Key person background verification. Founders, CEOs, CFOs, and controlling shareholders should be subject to independent verification of material representations — employment history, professional qualifications, prior directorships, and any adverse regulatory, civil, or criminal history. Misrepresentation of background is a consistent predictor of integrity issues in the underlying business.

Litigation and regulatory history. Commercial litigation, regulatory enforcement, and insolvency proceedings involving the target, its predecessors, and key individuals provide material information about business practices, counterparty relationships, and management integrity. This information is available from public court and regulatory records but is not surfaced by standard financial diligence.

Revenue counterparty analysis. Where target revenue is concentrated in a small number of customers, the identity and background of those customers is material to the investment thesis. Connected-party transactions — revenue generated by entities connected to the sellers — are a known mechanism for inflating EBITDA in advance of a transaction. The structure is often sophisticated enough that it does not appear irregular in a standard commercial review; it requires tracing the beneficial ownership of the customer base against the ownership network of the sellers.

Beneficial ownership verification. Cap table representations should be verified against corporate registry records across relevant jurisdictions. Discrepancies between represented and actual ownership are a significant risk indicator and may have direct implications for regulatory compliance post-closing.

The Latin America and emerging market dimension

In cross-border transactions involving Latin American targets, the investigative challenge is compounded by the characteristics of the available public record. Court records are frequently paper-based, partially digitized, or accessible only through in-country research. Corporate registries vary widely in quality, with some jurisdictions providing reliable online access and others requiring physical searches that take weeks. Business media coverage of private companies is sparse, and adverse information that would be visible in a US or European context may simply not exist in searchable form.

This does not mean the information is unavailable — it means the investigation requires different methodology. Local source networks, in-country registry access, and experience with the specific jurisdictional context are prerequisites for producing a reliable result in these markets. A diligence product assembled entirely from global database searches will not meet the standard for a transaction with material Latin American exposure.

Timing and sequencing

Integrity due diligence findings can affect transaction structure, pricing, representations and warranties requirements, and in material cases, the decision to proceed. The practical implication is that integrity diligence should run concurrently with financial diligence rather than sequentially — findings are most useful when the deal team can still act on them.

Integrity diligence initiated after signing and conditioned on closing creates a situation where adverse findings must be weighed against deal economics and sunk cost — a structurally poor decision framework, and one that regulators examining post-closing AML failures have shown little patience for.

Standard of defensibility

For regulated investors — PE funds subject to AML obligations, institutional investors with ESG commitments, or any fund with LPs subject to OFAC or equivalent requirements — integrity due diligence is increasingly a compliance requirement, not merely a risk management preference.

The standard is not whether diligence was conducted. The standard is whether diligence was conducted with sufficient depth and methodology to identify material risks that were reasonably discoverable.
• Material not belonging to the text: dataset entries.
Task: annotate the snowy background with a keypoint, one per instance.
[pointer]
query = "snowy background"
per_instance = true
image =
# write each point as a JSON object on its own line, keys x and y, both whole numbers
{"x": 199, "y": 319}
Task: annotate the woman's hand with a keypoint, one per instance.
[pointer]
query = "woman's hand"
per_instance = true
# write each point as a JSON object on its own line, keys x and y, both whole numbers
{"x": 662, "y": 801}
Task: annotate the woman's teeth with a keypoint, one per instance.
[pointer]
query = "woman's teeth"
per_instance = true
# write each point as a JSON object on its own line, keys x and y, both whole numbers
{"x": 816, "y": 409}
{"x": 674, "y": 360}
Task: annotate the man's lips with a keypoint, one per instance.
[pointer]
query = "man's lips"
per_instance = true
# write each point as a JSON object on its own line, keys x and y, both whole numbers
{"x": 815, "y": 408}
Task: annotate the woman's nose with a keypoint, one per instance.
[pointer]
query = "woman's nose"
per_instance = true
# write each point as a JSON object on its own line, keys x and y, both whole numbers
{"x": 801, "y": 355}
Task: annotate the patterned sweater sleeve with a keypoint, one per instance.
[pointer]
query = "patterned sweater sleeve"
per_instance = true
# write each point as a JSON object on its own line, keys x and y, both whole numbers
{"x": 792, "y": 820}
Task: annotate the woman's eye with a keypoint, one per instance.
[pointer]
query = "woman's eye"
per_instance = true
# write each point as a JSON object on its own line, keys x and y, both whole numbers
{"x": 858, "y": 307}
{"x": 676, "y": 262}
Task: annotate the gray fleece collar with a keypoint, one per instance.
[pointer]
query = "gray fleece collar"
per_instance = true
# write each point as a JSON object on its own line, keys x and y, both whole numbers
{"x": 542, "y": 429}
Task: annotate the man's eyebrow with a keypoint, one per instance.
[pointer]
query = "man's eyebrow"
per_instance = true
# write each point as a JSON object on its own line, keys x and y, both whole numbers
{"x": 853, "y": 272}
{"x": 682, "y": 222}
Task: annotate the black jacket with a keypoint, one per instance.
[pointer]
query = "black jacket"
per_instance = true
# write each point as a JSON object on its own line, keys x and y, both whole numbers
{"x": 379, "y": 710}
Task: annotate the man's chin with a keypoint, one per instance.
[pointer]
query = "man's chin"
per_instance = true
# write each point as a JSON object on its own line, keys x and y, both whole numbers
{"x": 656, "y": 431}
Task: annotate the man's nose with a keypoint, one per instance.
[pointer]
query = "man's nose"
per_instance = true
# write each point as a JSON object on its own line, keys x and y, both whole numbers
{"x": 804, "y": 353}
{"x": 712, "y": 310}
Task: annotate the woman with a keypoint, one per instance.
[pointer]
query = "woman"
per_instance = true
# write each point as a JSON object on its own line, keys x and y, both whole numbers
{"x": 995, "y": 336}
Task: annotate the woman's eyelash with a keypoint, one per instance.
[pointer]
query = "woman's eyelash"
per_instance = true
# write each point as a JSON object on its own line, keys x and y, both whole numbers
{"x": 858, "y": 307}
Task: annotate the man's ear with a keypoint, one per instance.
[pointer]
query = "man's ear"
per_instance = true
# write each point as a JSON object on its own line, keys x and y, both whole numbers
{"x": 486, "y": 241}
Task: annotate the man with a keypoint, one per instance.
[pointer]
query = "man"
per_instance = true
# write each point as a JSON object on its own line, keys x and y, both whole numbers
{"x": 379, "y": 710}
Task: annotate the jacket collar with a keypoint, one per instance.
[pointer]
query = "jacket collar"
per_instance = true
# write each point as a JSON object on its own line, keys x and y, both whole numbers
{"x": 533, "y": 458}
A questionnaire-based integrity check does not meet that standard in a complex transaction.

What meets the standard is a documented investigative process: independent background verification across primary and secondary sources, structured review of court and regulatory records across relevant jurisdictions, beneficial ownership verification through corporate registries and open-source analysis, and a written assessment that connects findings to transaction-specific risk factors. That level of rigor is what separates a defensible process from one that exists primarily to check a compliance box.